All in all i have to say, as long as the author doesn’t get better at english, this story is a lost cause


Grammar, Character, Realism, Pitchfork. Please.

Your grammar is probably in the lower 30% of the stories here on RRL, Check your spelling/ grammar or get an proofreader before posting, please?


I see that you tried to add character depth, but you kinda failed... The Character(s) are kinda... Shallow?


Okay, "Calm Mind Skill"... 99% of the people introducing this thing at the very beginning of an story are probably those that have no idea on how to make the character react on the new stuff.


So before you and your followers grab the pitchfork and start hunting me down... This. Is. SP- I mean this is an portal where you can freely critize right? Guys? ...


I hope this will be constructive

I think that you have a really fun idea, but the way that this was written made it so that I couldn't get past chapter 5. Ignoring the spelling and grammar mistakes, the characters were very dull and not at all belivable. I mean, honestly, a girl gets raped by a bunch of monsters and get upset that some random dude isn't lusting after her? Not a chance in hell...


I think that beginnings are vital to any type of story. It seemed like you just wanted this character to go from weakling to badass so fast that when he got stronger we didn't even care about him yet. What makes a good writer, in my opinion, is someone who can make me feel excited that the character is getting stronger, or sad when he is struggling with whatever issues.


If you would put a little more effort in the characters this story would be much better. Make the reactions believable, make us care about what happens. 


Hope that was helpful


interesting idea, but TERRIBLY done.


Characters are shallow and unrealistic.

MC is described as a incompetent loser and yet in the blink of an eye he adapts to everything and becomes battle specialist.

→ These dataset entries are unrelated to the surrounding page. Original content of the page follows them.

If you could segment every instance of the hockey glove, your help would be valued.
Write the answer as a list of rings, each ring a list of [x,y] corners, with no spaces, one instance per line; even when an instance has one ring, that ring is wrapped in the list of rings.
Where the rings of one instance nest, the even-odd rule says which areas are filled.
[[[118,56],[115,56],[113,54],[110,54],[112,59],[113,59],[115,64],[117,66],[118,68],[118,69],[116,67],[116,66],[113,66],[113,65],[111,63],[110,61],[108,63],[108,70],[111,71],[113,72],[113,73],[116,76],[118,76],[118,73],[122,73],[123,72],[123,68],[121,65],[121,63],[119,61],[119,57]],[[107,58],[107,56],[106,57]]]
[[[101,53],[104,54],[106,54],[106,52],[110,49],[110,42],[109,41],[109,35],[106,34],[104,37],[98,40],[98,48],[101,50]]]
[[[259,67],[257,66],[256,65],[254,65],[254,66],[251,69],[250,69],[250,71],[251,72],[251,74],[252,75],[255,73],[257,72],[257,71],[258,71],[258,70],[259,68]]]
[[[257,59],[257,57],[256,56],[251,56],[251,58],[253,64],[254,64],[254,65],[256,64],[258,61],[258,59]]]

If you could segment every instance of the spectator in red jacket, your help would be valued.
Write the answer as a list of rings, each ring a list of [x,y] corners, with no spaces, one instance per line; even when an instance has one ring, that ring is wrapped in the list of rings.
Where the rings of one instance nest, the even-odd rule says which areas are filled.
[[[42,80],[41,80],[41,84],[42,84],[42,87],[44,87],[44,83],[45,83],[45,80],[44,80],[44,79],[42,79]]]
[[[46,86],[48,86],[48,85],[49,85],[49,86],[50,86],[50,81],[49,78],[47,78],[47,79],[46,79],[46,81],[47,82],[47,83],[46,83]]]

Also MC finds 2 girls that were stripped against their will and experienced rape and yet they tell him "two beautiful ladies wearing all most nothing are in front of you and there is no react. It makes me loss confidents in myself" and no girl would ever said that in that situation.

This story is full of such unrealistic situations.


Got to chapter six and had to stop. It's like trying to read a foreign LN that went through Google Translate, but without any sprucing up. The very first paragraph, not to be confused with the first sentence. The very first paragraph had so many mistakes, you would have failed the first semester in ANY Language Arts class. The rest of the chapter had simple mistakes, but the last bit had a sentence I could not understand, and now I have a headache.


The unrealistic encounter between the MC and the two ice mages is probably what made me stop. If a random guy saw two naked women in a fantasy world, he would react in a myriad of ways. One of which would be to stare, while another would be to turn their back while they retrieve some semblance of clothing. Hell, if he was sadistic enough, he'd fuck them right then and there (I've read a few that did that sort of thing).


The story, however, looks interesting, but only because of the unique class. The skills, on the other hand, are more like a rip off of the plants from Plants Vs. Zombies. The Sunflower gave it away.


Overall, the story gets a 1.5/5 from me, as I won't touch it until the author fixes his/her bloody mistakes.


My Rating Says It All. Ops, there's none!

Hence the title. Since most have already said of what I wanted to say, well mostly thrashing… Not gonna stay any longer as its a waste of time. Expecting a lot of thumb down. But what I dont understand is why this had gotten first on weekly…


Its alright just needs some work

Grammar needs quite a bit of work. I liked the character's class, but the story needs work mainly explanations. The romance thing was a little disappointing, way too quick for a mc supposedly hating people. Could have stretched it out a bit and made him seem less of a pussy. 


The only reason it is in the Top Week is because of fast release

If you are looking for a completely amateur work.
Full of grammar mistakes and misspellings.
Shallow/hollow/empty/fake/forced characters.
A history that used fake reviews to promote himself.
That is the history for you.

If you doubt what I am saying, just read until the 5º chapter and come back to judge this review.